LONDON (Reuters) - The true extent of Britain’s COVID-19 death toll was more than 40% higher than the government’s daily figures indicated as of April 10, according to data that put the country on track to become among the worst-hit in Europe.
The Office for National Statistics said it recorded 13,121 deaths by April 10 in England and Wales, which account for the vast majority of Britain’s population, compared with 9,288 in the government’s daily toll for those who died in hospital.
The ONS figures include deaths in care homes - which have doubled in less than a month - as well as in hospitals.
“The sharp rise in care home deaths is deeply alarming – this could be the second front in the battle against COVID-19,” said Niall Dickson, chief executive of the NHS Confederation, which represents organisations across the healthcare sector.
Around 84% of COVID-19 deaths have taken place in hospitals, with the remainder in care homes, private residences and hospices, the ONS said.
Britain, which scientists say is probably now around the peak of the outbreak, has reported the world’s fifth-highest national death toll from COVID-19, the respiratory disease caused by the coronavirus.
The global death toll from COVID-19 now stands at around 170,000.
The latest hospital death data show 17,337 people had died after testing positive for coronavirus across the United Kingdom as of this Monday.

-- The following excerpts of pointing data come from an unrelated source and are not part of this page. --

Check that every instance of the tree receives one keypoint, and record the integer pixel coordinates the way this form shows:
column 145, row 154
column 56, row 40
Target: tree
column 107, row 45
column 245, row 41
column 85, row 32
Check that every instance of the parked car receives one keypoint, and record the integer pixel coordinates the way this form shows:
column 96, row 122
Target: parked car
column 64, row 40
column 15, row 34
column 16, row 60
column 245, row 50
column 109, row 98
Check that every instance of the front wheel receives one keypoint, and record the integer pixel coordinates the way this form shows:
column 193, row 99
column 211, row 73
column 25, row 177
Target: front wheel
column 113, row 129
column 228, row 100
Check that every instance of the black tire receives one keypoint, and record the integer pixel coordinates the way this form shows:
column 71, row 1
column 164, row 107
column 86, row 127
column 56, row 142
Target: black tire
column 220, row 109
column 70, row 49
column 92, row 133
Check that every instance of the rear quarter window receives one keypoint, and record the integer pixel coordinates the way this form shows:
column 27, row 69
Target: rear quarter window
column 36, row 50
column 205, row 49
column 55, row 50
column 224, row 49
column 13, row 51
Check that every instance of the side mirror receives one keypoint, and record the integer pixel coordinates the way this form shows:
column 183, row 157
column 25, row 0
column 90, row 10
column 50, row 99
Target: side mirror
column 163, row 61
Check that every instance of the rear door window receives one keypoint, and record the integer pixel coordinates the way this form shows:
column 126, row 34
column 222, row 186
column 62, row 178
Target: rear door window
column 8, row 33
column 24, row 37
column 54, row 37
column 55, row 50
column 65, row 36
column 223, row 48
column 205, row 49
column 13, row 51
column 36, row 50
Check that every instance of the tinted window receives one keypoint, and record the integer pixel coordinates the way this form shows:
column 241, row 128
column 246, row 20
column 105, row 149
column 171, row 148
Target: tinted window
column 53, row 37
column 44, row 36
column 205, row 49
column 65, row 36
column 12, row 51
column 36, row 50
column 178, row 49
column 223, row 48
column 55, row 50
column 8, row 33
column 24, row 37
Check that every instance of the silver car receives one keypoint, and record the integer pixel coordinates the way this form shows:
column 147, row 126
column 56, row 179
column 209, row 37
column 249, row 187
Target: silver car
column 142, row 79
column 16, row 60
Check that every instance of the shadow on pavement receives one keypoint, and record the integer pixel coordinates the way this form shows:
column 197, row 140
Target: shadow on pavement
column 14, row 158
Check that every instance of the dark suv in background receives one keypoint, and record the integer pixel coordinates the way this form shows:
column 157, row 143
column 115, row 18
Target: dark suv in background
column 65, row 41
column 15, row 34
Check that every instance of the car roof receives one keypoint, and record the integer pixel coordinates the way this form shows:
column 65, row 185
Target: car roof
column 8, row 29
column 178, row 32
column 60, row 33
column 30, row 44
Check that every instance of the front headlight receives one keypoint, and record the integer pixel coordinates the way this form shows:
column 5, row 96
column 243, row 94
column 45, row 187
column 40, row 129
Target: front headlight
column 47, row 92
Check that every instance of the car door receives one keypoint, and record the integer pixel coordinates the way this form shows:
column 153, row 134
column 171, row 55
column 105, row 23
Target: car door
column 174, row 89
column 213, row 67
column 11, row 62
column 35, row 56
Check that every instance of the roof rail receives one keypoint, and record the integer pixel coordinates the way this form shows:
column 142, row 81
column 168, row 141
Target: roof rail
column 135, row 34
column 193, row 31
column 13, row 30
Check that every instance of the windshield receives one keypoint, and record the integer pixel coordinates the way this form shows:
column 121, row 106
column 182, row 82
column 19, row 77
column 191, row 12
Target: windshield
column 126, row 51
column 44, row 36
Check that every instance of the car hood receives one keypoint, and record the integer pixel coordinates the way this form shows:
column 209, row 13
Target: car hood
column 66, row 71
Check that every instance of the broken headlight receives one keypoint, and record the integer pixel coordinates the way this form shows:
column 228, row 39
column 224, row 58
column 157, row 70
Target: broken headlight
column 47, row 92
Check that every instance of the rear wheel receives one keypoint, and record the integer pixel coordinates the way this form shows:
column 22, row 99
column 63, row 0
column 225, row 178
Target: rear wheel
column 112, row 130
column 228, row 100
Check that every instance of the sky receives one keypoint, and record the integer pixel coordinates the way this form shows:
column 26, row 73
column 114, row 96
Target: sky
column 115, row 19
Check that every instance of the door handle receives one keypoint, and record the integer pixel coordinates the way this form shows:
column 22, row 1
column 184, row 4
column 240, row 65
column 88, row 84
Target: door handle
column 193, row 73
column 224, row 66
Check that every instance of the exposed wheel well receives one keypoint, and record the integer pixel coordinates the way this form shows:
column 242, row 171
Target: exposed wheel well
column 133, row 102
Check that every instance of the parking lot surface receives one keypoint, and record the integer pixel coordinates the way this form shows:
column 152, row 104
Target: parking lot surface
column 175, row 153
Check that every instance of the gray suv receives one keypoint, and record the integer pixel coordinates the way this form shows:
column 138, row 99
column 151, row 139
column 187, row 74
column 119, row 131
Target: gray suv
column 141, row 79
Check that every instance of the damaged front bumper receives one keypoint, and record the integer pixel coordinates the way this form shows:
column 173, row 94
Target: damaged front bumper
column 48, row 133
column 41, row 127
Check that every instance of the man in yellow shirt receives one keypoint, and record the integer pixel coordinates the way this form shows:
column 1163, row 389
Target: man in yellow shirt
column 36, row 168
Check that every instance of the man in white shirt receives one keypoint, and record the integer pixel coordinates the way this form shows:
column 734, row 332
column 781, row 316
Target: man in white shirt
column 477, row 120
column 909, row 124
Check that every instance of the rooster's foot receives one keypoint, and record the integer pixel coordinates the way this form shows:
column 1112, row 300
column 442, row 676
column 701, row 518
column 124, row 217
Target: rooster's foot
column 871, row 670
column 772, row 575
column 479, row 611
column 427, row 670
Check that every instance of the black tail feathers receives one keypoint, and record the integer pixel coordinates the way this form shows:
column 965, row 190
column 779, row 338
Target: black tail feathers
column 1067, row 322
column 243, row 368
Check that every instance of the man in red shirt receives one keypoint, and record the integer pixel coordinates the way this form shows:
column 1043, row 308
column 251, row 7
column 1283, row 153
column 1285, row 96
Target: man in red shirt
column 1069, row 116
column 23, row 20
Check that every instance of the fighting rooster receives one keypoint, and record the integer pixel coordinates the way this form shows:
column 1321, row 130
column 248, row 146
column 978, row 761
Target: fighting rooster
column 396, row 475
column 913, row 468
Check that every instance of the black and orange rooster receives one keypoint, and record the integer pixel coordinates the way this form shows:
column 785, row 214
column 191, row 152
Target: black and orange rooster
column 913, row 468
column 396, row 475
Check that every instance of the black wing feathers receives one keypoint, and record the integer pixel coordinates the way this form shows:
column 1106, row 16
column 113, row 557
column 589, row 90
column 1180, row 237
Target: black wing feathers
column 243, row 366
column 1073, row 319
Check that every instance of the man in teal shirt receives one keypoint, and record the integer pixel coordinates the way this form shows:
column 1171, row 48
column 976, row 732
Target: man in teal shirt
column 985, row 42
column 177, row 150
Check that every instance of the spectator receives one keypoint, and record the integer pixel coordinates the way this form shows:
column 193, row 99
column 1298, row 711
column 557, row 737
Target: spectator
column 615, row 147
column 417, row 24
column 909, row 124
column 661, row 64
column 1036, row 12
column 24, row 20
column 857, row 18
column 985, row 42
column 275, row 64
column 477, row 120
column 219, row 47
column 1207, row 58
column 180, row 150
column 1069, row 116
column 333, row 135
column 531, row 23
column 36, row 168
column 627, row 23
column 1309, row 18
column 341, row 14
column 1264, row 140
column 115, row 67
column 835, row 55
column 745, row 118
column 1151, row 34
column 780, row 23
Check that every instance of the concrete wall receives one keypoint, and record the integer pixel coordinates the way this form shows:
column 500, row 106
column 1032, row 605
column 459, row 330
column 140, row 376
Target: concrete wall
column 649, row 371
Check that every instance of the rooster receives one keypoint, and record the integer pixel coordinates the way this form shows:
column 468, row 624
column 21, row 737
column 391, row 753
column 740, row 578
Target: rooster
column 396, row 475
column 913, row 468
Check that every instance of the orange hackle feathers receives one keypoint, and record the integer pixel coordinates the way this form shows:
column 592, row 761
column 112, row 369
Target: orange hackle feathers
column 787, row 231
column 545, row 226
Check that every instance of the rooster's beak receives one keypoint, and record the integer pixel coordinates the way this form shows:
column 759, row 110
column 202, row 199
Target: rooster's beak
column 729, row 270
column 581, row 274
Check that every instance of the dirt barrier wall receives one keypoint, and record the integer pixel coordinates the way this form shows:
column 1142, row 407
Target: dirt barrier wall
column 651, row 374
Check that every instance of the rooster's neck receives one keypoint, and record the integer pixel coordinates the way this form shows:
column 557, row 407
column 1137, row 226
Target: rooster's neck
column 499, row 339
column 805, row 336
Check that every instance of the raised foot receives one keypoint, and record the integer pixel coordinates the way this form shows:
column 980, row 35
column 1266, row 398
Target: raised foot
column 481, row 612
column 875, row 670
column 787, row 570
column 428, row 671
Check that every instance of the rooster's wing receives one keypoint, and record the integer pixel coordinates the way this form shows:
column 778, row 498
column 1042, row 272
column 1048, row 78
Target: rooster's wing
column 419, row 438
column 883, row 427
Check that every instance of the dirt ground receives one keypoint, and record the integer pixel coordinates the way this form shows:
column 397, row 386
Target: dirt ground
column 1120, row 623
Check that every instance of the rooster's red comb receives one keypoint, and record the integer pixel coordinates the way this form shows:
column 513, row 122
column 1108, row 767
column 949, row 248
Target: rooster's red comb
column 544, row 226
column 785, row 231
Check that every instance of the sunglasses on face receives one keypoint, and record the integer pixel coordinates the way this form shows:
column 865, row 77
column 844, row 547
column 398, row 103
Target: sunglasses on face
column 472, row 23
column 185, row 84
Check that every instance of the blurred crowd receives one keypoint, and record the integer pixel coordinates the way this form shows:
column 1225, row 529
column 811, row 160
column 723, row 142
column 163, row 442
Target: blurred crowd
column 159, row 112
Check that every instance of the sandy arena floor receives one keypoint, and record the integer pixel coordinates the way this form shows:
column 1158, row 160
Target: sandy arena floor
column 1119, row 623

If these figures underestimate the overall death toll by a similar amount, then the true human cost for the United Kingdom as a whole could be above 23,000 based on the latest data - making it the second-worst hit in Europe after Italy.
However, the difference between the initial daily figures published by the government and the later ONS data has narrowed with each week that passes, and may have reduced further by the time the ONS reports on the latest toll.
Health Secretary Matt Hancock told reporters that the 40% gap between the daily data and the more comprehensive ONS data was “not an accurate representation of those figures.”
Earlier on Tuesday, official statistician Nick Stripe told the BBC that the ONS figures up to April 10 were “40% higher than the numbers that were actually announced on the next day.”
Click for a GRAPHIC on COVID-19 deaths in England and Wales
The data are likely to raise further questions about Britain’s decision to impose its lockdown of society at a later date than European peers, many of which have had less severe outbreaks.
Prime Minister Boris Johnson is still on sick leave after falling ill with COVID-19 as his ministers attempt to tackle urgent issues such as a shortage of personal protective equipment for health workers.
Including all deaths, 18,516 people died in England and Wales during the seven days to April 10 - almost 8,000 more than normal for the time of year and marking the deadliest week since a severe flu outbreak more than 20 years ago.
Martin Hibberd, professor of emerging infectious disease at the London School of Hygiene and Tropical Medicine, said the figures marked a rapid increase.
“With limited testing being carried out, it may be that all of the 7,996 excess deaths were directly due to COVID-19,” Hibberd said.
“(But) it is also likely that at least some of these were indirectly involved, such as through inability to access typical medical care for other conditions because of COVID-19 activities.”
COVID-19 was mentioned in a third of all death certificates issued in England and Wales in the week to April 19.
In London, more than half of the death certificates issued that week mentioned COVID-19.
The ONS figures are based on mentions of COVID-19 on death certificates, whether or not the deceased had tested positive for coronavirus.
They suggested there are more people dying in care homes of COVID-19 than officially recorded.
“In care home settings, there are now double the number of deaths from all causes ... than there were two weeks previously,” ONS’ Stripe told the BBC.
“About 17% of those deaths mention COVID on the death certificate.”